To provide a less biased estimate, the .632+ estimator was proposed by Efron (1997). This new estimator incorporates different weights \( \omega \) to the .632 estimator by taking into account the performance of a non-informative model \( \gamma \) to define the relative rate of overfitting \( R \). For example, for binary classification where the metric of interest \( \theta \) is the ROC AUC, we would set our non-informative performance as \( \gamma = 0.5\). For continuous regression models, the non-informative model could be chosen as a model that always predicts the mean. Thus, the .632+ estimator is defined as:
$$ \theta_{.632+} = (1-\omega) \hat{\theta}_{\mathrm{orig}, \mathrm{orig}} + \omega \langle \hat{\theta}_{\mathrm{BS}, \mathrm{OOB} } \rangle, $$with the relative overfitting rate:
$$ R = \frac{\langle \theta_{\mathrm{BS}, \mathrm{OOB} } \rangle - \theta_{\mathrm{orig}, \mathrm{orig}}}{\gamma - \theta_{\mathrm{Orig}, \mathrm{Orig} } }, $$and weight:
$$ \omega=\frac{.632}{(1-.368R)}. $$Example: Breast cancer prediction model
We illustrate the .632+ estimator with a simple example. We will use the Breast Cancer dataset from the scikit-learn library. The dataset contains 569 samples and 30 features.
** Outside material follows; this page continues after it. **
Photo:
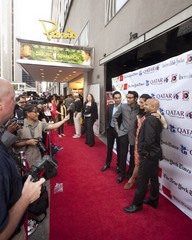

We will use a logistic regression model to predict the target variable, which is binary. The performance metric of interest is the ROC AUC.
If you want to implement this example as an exercise, we recommend to structure the code in the following way:
- A function to obtain the resamples and store the indices in a dataframe
- Two functions to obtain the bootstrap data and the out-of-bag data
- Implement the bootstrap .632+ estimator
- Write a simple pipeline to train the main logistic model and a loop for all bootstrap models
- Check the mean OOB performance, the confidence intervals, and the .632+ performance estimate.